I think this is one of those situations where it makes sense to repeat a little data. Recording the reviewer's name in the assessment records allows me to let the administrative users of the application delete reviewer user accounts without impacting historical data. It means a bit more work in keeping the reviewer's name the same in both records, but in the long run I think it's worth the effort.

Thursday, February 7, 2008

Switching Between Sets of Database Tables On The Fly

Ever need to tell your ColdFusion app to run select queries against a different set of tables while you do something to the original set (like perform a batch update)?

I did. Here's how I did it.

First, I gave each table in each set a two-part name, two words separated by an underscore.

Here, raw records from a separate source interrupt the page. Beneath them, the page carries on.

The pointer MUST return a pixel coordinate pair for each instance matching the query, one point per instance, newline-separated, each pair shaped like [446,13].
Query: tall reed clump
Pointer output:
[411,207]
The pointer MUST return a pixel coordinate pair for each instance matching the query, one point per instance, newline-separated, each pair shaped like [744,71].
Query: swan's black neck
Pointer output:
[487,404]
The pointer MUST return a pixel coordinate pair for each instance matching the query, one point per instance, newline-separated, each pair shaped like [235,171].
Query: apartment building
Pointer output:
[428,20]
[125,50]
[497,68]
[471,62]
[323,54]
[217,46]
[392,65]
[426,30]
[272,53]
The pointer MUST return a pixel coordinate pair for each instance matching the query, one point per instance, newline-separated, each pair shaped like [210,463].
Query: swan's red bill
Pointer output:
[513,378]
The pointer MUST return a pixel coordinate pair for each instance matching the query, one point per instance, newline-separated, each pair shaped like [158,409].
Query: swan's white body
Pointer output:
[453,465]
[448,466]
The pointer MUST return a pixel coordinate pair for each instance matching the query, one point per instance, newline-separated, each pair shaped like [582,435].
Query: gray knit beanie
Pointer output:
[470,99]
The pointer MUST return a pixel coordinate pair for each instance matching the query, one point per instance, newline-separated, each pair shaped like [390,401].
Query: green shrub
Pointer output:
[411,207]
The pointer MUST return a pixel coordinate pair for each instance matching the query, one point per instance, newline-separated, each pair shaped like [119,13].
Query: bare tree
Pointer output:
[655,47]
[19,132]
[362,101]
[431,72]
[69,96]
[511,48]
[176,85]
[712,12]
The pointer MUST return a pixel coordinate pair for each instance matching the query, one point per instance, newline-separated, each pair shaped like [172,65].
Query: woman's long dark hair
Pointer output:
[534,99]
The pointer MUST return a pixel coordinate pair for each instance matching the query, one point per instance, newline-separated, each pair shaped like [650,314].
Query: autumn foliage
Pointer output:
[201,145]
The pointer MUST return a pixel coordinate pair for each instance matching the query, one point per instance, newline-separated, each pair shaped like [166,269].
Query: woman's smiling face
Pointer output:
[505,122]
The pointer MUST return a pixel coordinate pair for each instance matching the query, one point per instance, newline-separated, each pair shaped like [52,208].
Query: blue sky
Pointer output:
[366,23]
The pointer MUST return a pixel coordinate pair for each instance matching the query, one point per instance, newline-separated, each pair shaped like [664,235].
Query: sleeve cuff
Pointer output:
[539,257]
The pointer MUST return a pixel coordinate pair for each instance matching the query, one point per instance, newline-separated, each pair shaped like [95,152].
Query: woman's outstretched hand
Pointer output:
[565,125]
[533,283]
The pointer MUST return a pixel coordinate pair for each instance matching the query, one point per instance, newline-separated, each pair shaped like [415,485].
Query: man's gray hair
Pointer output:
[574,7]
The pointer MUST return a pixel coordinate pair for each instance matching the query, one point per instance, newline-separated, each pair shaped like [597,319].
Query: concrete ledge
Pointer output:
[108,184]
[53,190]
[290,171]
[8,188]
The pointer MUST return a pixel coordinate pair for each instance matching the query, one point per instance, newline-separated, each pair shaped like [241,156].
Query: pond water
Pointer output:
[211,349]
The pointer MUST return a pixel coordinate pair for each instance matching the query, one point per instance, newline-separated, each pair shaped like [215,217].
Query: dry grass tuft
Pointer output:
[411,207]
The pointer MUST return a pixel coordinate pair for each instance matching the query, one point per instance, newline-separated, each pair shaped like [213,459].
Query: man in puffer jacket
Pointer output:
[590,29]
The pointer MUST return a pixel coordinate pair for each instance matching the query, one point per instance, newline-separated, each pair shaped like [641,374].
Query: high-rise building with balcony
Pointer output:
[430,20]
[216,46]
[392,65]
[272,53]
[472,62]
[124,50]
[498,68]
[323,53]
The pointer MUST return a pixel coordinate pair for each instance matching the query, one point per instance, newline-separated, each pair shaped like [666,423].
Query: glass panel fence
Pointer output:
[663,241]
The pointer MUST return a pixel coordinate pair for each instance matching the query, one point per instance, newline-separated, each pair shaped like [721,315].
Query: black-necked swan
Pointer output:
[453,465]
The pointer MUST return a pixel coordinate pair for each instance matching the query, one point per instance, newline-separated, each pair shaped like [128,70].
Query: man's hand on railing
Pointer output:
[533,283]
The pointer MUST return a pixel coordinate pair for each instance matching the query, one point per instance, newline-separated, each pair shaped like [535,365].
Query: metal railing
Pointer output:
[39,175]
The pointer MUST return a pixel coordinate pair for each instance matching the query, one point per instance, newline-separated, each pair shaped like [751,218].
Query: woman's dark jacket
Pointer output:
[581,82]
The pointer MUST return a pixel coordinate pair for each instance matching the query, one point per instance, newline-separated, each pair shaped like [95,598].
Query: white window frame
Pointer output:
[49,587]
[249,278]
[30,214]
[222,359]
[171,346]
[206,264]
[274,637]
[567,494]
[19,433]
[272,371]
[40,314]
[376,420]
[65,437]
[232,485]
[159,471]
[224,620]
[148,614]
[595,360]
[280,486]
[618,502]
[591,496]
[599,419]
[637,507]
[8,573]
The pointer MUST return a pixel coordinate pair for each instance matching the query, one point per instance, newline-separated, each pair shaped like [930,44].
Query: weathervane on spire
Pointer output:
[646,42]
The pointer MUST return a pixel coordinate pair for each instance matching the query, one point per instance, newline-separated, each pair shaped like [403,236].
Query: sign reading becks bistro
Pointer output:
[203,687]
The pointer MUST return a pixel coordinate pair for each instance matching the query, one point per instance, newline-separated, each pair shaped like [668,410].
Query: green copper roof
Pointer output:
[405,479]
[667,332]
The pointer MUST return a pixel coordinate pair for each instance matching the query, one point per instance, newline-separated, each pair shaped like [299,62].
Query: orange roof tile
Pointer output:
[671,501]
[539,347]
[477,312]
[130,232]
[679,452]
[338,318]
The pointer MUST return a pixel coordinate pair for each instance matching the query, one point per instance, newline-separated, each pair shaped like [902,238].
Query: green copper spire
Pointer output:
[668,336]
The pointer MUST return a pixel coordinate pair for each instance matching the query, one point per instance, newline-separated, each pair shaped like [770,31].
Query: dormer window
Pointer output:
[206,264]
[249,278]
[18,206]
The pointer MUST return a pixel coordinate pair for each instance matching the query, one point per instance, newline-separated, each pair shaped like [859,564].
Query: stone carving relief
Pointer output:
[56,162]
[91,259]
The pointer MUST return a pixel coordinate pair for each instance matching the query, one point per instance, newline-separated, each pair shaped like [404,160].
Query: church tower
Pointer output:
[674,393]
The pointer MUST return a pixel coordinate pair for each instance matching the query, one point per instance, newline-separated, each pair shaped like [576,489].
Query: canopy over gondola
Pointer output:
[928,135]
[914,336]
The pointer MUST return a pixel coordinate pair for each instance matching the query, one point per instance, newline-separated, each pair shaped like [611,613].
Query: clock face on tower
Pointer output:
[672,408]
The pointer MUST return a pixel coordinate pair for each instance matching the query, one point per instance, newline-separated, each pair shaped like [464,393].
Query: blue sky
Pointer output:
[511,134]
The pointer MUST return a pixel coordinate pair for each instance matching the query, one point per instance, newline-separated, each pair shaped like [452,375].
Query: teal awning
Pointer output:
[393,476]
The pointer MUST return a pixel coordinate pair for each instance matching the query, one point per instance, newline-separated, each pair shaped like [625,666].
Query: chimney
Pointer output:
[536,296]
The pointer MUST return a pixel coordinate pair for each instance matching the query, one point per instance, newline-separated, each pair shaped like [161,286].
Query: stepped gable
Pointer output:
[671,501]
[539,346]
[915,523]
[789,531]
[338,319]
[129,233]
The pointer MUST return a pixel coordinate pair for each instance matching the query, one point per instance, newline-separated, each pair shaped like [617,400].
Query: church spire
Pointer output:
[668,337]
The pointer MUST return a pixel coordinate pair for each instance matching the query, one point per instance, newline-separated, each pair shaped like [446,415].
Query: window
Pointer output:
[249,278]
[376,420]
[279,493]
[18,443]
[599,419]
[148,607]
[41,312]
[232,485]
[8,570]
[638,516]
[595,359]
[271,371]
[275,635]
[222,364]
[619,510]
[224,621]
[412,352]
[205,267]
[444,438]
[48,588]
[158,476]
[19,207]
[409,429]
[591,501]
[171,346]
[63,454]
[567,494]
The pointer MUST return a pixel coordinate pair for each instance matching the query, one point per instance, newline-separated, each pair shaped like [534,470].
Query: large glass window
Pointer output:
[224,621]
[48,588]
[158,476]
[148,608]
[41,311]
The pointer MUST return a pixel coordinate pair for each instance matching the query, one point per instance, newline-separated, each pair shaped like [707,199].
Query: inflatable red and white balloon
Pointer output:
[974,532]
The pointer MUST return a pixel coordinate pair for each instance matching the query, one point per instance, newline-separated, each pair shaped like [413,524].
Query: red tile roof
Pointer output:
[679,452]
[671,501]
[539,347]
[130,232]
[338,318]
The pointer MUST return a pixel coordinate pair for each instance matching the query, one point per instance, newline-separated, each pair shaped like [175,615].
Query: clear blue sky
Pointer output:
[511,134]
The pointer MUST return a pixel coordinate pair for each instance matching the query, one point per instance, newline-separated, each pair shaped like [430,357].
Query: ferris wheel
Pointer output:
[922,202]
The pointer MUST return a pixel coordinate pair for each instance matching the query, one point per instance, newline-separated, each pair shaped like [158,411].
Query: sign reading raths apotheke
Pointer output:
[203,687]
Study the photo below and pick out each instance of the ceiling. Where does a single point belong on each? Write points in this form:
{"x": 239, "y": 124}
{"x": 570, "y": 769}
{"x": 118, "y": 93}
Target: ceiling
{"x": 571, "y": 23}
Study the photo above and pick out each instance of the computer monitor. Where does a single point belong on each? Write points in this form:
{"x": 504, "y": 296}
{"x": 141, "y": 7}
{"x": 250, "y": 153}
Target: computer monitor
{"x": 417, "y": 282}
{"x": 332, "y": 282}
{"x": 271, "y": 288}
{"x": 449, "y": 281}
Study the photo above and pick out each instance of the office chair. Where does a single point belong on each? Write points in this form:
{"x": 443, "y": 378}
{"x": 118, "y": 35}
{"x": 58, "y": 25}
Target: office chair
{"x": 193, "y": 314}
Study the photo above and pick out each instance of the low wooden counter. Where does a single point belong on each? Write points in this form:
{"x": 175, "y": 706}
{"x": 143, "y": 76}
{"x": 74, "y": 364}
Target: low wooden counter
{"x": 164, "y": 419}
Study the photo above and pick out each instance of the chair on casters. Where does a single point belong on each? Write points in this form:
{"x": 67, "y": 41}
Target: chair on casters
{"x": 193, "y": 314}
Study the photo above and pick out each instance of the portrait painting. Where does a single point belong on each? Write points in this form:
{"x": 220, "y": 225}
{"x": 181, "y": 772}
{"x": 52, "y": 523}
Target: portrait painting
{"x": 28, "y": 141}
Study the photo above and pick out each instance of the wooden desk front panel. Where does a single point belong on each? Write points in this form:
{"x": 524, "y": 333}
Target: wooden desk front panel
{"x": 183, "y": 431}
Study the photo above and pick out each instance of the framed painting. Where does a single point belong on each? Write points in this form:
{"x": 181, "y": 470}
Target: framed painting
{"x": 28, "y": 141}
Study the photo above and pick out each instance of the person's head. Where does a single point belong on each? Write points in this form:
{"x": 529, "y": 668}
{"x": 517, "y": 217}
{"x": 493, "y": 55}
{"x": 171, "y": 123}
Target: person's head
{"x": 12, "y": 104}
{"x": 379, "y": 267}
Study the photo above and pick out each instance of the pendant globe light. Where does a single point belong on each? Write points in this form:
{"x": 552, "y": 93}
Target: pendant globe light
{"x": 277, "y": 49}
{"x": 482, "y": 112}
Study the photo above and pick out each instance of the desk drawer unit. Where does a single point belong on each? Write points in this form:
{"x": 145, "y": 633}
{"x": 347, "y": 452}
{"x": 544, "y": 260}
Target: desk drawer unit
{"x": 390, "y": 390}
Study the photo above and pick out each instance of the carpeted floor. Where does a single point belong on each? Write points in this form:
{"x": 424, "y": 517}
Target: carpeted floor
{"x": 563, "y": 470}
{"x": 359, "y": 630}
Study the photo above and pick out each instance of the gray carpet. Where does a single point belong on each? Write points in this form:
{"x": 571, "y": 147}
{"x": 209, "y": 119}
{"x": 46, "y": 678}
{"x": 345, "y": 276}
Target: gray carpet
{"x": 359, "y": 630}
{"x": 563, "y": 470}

The first part of the name was descriptive of the data in the table ("chapters","sections", etc.) while the second part of the name identified the data set the table belonged to ("live", "archive", whatever). So the "chapters_live" and the "chapters_archive" tables were exactly the same in structure.

Then I created an application variable called "application.tableSuffix" and set its initial value to "live".

(Can you see where this is leading?)

Finally, I changed my select queries to use table names comprised of the first, data-descriptive part of the table name, the underscore, and the value of application.tableSuffix:

<cfquery name="showChapters" datasource="ds">
   select chapterTitle, chapterIntro
   from chapters_#application.tableSuffix#
   order by chapterOrder ASC
</cfquery>

Once that was done, I could change the table set my select queries ran against at any time by simply changing the value of application.tableSuffix. Two things worth noting:

This technique only makes sense if only one set of tables can be updated by the user: if users can make changes to either set, you'll have to figure out how to resolve the differences between the data in each set.

If the switch could potentially be in place for awhile, you might want to store the current tableSuffix value in a database record or a file and then retrieve that data in the onApplicationStart method of your Application.cfc file so that the current value is preserved even if the application scope expires.